Chacun de ces trucs-là, on le met un
jour là où il y a de la place, un peu au hasard, en se disant que
quand on trouvera mieux, on agira. Et finalement, on s'habitue :
ça se trouve là et, quand on en a besoin, c'est là qu'on le prend.
Et quand il faut ranger, c'est encore là que ça retourne. Jusqu'au
jour où...
Jusqu'au jour où, à l'occasion d'un
grand nettoyage, de la nécessité de faire place à une nouvelle
acquisition volumineuse ou d'une soudaine et imprévisible envie de
changement, un ou plusieurs de ces objets en arrivent à migrer vers
une planche ou un tiroir qu'on estime plus approprié. Et c'est là
que commencent les problèmes, les « outami » et
les « ilèou ». La mémoire, en ces circonstances,
nous fait autant défaut que la force de l'habitude a ancré dans
notre esprit que la réserve de bougies chauffe-plat se trouvait dans
le tiroir du bureau, le marqueur et les étiquettes autocollantes
pour le congélateur dans le second tiroir de droite de la cuisine,
et l'appareil à raclette dans la grande armoire au fond du salon
(parce qu'on manquait de place en cuisine).

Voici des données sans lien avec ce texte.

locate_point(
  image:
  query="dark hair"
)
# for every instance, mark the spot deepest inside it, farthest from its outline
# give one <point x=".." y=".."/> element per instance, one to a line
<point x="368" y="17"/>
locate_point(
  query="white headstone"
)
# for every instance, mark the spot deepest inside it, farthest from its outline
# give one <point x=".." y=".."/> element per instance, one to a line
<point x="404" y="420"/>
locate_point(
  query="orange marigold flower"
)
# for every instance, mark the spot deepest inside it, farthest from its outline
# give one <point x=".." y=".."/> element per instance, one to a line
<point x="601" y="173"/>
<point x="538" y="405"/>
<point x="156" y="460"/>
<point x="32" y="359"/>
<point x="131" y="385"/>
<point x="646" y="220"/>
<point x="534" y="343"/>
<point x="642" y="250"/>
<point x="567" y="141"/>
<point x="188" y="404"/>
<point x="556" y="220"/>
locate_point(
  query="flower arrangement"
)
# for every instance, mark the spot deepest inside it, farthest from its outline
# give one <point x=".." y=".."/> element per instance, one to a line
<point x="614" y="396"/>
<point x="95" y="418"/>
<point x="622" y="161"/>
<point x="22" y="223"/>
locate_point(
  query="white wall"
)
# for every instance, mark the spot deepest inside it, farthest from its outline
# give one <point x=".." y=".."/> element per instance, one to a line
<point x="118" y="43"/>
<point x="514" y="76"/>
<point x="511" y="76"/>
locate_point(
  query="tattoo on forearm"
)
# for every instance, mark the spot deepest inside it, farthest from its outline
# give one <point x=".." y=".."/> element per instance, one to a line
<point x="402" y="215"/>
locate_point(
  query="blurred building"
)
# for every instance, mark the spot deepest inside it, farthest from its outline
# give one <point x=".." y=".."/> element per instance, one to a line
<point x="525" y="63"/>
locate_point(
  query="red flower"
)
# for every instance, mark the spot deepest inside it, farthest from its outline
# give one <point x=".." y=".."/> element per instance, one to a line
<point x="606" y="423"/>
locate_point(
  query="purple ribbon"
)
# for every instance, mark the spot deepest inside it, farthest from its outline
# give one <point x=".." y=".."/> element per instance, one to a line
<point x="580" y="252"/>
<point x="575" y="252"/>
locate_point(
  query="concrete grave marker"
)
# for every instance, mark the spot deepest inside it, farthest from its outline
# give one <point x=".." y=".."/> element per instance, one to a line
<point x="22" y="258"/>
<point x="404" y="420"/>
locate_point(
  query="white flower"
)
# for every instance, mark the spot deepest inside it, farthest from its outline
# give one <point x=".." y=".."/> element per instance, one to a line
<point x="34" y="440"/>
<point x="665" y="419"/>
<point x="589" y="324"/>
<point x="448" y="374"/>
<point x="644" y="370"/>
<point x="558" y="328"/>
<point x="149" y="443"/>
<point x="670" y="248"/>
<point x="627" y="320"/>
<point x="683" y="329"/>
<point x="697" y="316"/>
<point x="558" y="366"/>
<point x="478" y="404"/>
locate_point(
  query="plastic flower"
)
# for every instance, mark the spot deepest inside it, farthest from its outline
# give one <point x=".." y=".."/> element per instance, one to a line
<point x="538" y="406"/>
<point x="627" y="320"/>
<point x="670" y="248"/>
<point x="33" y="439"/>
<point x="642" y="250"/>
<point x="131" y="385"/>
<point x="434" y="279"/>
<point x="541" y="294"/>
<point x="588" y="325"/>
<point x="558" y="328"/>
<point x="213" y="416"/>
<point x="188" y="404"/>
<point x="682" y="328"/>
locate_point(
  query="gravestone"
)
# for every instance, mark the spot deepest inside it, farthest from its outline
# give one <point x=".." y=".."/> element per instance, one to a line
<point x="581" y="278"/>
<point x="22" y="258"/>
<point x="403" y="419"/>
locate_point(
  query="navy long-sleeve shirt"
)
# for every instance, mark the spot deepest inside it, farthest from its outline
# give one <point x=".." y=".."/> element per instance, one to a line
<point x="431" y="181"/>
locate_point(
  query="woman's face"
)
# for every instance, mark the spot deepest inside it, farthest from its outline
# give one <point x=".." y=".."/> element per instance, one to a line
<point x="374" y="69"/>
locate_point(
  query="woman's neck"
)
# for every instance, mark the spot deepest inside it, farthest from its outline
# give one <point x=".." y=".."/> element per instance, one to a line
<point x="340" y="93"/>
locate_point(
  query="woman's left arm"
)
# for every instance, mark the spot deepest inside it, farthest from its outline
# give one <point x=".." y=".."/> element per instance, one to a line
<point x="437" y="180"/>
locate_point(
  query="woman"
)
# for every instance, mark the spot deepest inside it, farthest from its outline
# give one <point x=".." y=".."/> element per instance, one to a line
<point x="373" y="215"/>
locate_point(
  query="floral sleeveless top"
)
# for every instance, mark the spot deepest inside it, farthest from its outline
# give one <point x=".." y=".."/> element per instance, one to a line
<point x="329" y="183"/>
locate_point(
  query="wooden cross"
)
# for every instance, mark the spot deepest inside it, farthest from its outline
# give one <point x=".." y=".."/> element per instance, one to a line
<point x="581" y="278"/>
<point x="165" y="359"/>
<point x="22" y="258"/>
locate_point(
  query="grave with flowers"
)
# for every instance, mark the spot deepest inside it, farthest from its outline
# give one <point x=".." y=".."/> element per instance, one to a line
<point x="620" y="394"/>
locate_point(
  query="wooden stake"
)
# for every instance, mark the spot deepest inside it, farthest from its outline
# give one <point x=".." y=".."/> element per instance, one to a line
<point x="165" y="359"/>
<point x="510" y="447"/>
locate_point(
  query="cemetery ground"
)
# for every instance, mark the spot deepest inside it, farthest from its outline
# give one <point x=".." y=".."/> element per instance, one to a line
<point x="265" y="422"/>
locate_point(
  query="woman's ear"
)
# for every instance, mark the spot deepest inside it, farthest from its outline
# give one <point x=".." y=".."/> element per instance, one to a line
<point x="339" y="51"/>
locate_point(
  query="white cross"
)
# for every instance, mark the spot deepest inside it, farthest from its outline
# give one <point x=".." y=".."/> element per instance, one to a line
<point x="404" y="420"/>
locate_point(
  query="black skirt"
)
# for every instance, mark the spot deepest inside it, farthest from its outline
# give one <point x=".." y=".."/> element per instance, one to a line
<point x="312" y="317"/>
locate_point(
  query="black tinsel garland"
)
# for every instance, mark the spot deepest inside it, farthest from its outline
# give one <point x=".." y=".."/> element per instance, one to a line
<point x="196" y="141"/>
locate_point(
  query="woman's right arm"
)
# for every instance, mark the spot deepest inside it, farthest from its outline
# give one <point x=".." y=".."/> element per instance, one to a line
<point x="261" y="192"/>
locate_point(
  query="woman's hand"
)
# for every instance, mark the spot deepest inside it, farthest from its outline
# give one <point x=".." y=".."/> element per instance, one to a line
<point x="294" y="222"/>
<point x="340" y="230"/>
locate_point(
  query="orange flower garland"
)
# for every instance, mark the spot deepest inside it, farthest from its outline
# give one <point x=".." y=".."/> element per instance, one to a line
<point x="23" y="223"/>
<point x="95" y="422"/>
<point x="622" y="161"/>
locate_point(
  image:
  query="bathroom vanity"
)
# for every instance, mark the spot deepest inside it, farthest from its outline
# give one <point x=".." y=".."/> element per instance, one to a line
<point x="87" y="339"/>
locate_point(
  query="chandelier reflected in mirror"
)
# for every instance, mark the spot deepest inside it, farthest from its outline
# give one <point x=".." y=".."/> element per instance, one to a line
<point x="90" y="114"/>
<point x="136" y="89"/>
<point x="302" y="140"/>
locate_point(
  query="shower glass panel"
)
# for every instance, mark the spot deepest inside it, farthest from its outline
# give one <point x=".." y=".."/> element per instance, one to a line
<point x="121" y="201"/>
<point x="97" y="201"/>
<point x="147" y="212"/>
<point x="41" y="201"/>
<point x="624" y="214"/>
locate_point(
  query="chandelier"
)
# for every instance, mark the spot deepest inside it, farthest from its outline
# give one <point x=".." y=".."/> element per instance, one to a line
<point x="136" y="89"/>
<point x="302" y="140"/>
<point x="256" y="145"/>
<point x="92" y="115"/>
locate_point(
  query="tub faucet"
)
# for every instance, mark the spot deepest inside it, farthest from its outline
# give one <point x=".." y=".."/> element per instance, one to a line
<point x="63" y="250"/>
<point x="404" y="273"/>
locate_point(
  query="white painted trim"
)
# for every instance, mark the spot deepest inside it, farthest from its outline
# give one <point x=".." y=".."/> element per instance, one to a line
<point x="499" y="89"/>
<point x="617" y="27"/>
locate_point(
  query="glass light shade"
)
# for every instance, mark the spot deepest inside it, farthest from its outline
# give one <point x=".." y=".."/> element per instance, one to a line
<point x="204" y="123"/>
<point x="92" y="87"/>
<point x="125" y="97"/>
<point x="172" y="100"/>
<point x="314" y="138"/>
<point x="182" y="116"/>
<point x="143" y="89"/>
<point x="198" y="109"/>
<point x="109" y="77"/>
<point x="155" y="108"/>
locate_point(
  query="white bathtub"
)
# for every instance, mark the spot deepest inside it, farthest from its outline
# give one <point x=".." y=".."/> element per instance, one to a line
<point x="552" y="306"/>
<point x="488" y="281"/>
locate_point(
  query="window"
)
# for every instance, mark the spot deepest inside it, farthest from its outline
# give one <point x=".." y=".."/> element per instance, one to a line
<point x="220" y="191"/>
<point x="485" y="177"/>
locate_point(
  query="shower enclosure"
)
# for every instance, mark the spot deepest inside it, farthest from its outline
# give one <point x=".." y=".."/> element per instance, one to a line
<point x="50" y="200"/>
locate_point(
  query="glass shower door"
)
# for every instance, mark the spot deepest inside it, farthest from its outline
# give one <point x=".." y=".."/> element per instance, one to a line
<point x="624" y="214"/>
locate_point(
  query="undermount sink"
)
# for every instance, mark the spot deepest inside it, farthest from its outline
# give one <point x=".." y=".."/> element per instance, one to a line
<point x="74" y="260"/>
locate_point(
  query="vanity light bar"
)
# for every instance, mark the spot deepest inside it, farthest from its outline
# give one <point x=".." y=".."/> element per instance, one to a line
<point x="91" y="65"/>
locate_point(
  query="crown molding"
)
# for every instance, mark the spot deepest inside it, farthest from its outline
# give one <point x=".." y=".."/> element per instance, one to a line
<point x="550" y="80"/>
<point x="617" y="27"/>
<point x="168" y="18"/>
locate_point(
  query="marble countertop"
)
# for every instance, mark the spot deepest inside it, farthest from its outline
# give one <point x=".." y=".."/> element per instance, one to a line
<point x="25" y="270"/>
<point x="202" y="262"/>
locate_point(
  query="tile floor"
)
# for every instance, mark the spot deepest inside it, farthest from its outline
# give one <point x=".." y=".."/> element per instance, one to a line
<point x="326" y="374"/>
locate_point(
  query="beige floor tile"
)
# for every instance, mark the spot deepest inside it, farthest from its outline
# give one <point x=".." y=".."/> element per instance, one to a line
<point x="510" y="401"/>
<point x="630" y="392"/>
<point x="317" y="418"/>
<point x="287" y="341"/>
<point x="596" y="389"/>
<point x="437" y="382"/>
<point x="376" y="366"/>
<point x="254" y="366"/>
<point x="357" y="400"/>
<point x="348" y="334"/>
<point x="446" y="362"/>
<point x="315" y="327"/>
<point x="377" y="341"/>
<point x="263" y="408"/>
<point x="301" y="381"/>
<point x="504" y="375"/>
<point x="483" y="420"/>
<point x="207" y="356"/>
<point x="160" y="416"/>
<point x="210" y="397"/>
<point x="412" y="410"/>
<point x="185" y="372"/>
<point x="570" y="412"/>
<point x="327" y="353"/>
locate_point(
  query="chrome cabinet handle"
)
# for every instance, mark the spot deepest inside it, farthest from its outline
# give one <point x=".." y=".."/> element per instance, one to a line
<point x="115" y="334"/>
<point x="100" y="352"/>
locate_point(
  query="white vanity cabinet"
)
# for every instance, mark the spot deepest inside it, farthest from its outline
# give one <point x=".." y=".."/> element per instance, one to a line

Quand on est deux à opérer lors du
chambardement, on possède davantage de chances de se souvenir de
« ce qu'on a fait de » et de « où on a
mis les », autant qu'on diminue celles de s'engueuler à
grands coups de « kèstaféde » ou « tamioulès ».
Ce serait dommage de se fâcher pour de
bêtes ustensiles. On le fait déjà assez lors des courses de la semaine !
C'est d'ailleurs ce que je répète
gentiment à Chérie qui, avec l'âge, a tendance à souffrir du même
problème que le mien : la mémoire qui flanche. C'est la raison
pour laquelle je répugne à changer quelque chose de place. Peu à
peu, Chérie adopte ce principe, surtout en mon absence.
Pour maîtriser le changement, nous
avons désormais besoin de nos deux têtes.